Now we can generate our configuration.nix and hardware-configuration.nix.

    nixos-generate-config --root /mnt
            

There are still a few essential changes to be made to the configurations before we can run nixos-install. Most can be found here but we'll also need to make a few more edits to support LUKS and to wipe our ephemeral storage on reboot.

First lets add the LUKS partition as a luks device.
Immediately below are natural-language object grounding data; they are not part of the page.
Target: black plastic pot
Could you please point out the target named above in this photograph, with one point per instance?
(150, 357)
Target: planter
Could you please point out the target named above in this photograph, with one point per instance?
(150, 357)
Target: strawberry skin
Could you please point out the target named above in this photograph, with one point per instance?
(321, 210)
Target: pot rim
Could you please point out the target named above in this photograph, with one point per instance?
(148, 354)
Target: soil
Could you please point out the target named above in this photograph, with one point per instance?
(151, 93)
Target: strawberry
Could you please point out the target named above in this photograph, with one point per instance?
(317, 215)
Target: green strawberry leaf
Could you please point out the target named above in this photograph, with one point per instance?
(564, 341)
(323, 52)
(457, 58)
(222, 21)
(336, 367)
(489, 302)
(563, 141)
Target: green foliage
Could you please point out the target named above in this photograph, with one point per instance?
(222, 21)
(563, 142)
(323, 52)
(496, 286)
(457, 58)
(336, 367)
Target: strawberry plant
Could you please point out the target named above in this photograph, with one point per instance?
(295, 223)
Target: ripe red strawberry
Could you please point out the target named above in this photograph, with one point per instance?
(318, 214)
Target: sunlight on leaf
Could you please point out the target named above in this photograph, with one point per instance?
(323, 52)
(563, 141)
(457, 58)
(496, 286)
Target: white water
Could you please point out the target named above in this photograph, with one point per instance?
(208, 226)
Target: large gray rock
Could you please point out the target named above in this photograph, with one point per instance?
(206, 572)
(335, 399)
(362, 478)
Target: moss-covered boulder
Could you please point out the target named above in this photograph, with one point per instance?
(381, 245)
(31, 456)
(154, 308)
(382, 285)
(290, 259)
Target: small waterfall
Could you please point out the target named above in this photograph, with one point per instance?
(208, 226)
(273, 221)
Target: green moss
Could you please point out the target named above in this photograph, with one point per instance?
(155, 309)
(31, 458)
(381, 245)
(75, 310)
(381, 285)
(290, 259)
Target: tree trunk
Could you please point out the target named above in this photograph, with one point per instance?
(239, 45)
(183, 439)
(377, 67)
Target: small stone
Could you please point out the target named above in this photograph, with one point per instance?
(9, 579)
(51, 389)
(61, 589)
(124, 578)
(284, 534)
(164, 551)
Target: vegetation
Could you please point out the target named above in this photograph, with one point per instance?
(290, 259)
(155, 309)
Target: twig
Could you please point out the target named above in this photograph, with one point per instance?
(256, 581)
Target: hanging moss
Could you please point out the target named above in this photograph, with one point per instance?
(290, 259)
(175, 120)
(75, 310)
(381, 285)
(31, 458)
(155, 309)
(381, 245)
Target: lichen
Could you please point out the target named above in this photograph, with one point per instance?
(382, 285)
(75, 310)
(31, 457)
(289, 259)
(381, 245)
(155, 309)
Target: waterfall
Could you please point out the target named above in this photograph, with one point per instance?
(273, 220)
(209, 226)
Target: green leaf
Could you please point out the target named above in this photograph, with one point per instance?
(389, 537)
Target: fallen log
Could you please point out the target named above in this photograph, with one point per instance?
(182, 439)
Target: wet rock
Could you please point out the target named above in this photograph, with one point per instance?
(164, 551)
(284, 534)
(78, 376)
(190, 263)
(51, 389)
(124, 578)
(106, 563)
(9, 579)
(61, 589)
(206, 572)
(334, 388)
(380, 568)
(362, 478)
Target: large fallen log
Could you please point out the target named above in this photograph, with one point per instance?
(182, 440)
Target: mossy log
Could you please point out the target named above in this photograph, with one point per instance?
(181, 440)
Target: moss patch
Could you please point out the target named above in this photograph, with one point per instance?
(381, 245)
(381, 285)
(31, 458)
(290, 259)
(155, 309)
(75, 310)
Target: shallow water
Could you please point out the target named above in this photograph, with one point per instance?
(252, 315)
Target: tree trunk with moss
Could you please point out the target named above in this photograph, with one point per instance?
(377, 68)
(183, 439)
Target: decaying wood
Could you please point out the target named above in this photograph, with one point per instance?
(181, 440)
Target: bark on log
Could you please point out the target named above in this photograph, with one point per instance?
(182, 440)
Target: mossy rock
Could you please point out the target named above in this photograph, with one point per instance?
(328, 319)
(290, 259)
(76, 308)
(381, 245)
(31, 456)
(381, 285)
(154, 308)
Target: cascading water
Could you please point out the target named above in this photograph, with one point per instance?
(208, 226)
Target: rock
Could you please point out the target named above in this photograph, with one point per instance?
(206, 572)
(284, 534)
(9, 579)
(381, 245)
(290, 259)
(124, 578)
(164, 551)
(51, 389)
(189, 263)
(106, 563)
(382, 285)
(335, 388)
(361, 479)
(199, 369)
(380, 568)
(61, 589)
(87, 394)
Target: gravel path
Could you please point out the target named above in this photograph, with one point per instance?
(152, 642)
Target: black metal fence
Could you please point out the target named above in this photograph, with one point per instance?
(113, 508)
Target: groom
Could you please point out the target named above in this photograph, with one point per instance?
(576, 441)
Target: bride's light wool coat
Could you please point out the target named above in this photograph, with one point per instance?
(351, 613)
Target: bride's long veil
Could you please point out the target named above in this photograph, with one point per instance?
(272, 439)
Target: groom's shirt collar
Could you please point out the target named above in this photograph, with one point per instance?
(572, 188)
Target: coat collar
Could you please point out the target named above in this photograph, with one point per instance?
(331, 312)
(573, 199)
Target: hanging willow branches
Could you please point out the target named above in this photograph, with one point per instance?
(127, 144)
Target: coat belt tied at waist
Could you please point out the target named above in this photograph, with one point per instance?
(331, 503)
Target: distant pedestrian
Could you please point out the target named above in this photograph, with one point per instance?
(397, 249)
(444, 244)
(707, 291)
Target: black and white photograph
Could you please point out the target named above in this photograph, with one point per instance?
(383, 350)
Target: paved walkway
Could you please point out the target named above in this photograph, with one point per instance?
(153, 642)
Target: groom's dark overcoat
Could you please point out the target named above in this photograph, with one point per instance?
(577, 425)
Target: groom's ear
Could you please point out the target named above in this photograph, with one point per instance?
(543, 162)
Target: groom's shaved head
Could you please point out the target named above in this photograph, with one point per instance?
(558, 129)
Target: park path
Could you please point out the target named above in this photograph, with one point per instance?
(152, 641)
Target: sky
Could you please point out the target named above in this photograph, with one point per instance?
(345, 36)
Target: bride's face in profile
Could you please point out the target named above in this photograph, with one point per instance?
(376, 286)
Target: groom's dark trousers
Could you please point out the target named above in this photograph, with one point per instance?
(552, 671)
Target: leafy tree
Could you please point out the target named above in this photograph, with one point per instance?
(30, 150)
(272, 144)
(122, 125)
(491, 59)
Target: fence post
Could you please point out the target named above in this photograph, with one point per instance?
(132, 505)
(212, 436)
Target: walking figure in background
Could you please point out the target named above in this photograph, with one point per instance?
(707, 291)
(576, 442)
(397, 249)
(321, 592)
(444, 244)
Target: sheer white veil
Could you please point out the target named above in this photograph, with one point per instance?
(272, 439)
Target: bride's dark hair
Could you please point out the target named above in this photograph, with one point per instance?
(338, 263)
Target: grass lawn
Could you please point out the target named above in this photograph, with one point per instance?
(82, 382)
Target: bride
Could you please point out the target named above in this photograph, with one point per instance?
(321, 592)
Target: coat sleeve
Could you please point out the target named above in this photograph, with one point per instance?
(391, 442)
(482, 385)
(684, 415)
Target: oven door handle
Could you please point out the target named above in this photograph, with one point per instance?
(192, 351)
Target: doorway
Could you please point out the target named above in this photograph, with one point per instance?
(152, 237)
Make the following changes in hardware-configuration.nix:

    boot.initrd.kernelModules = [ ... "cryptd" ]; # <-- add cryptd as a kernel module
    boot.initrd.luks.devices.cryptroot.device = "/dev/disk/by-label/NIXOS_LUKS"; # <-- add luks device
            

Then we need to mark the /persist directory as neededForBoot or else we won't be able to boot.

    fileSystems."/persist" =
        { device = "/dev/disk/by-label/NIXOS_PERSIST";
          fsType = "ext4";
          neededForBoot = true; # <-- add neededForBoot
        };
            

And finally we need to wipe the root filesystem on restart by adding the following configuration:

    boot.initrd.systemd = {
        enable = true;
        extraBin."mkfs.ext4" = "${pkgs.e2fsprogs}/bin/mkfs.ext4";
        services.wipe-file-systems = {
            description = "Wipe the root filesystem";
            unitConfig.DefaultDependencies = false;
            serviceConfig.Type = "oneshot";
            requiredBy = [ "initrd.target" ];
            before = [ "local-fs-pre.target" ];
            after = [ "initrd-root-device.target" "systemd-hibernate-resume.service" ];
            script = ''
                mkfs.ext4 -F -L NIXOS_ROOT /dev/disk/by-label/NIXOS_ROOT
            '';
        };
    };
            

This adds a systemd service that wipes the filesystem by reformating the ext4 filesystem on root. mkfs.ext4 is not present in the initial ramdisk so it has to be added using extraBin.

Install

Run nixos install --root /mnt.

and that's my setup! I've been thinking of using disko which is a tool to handle the partitioning automatically. Although, I'm not sure if it's worth the hassle.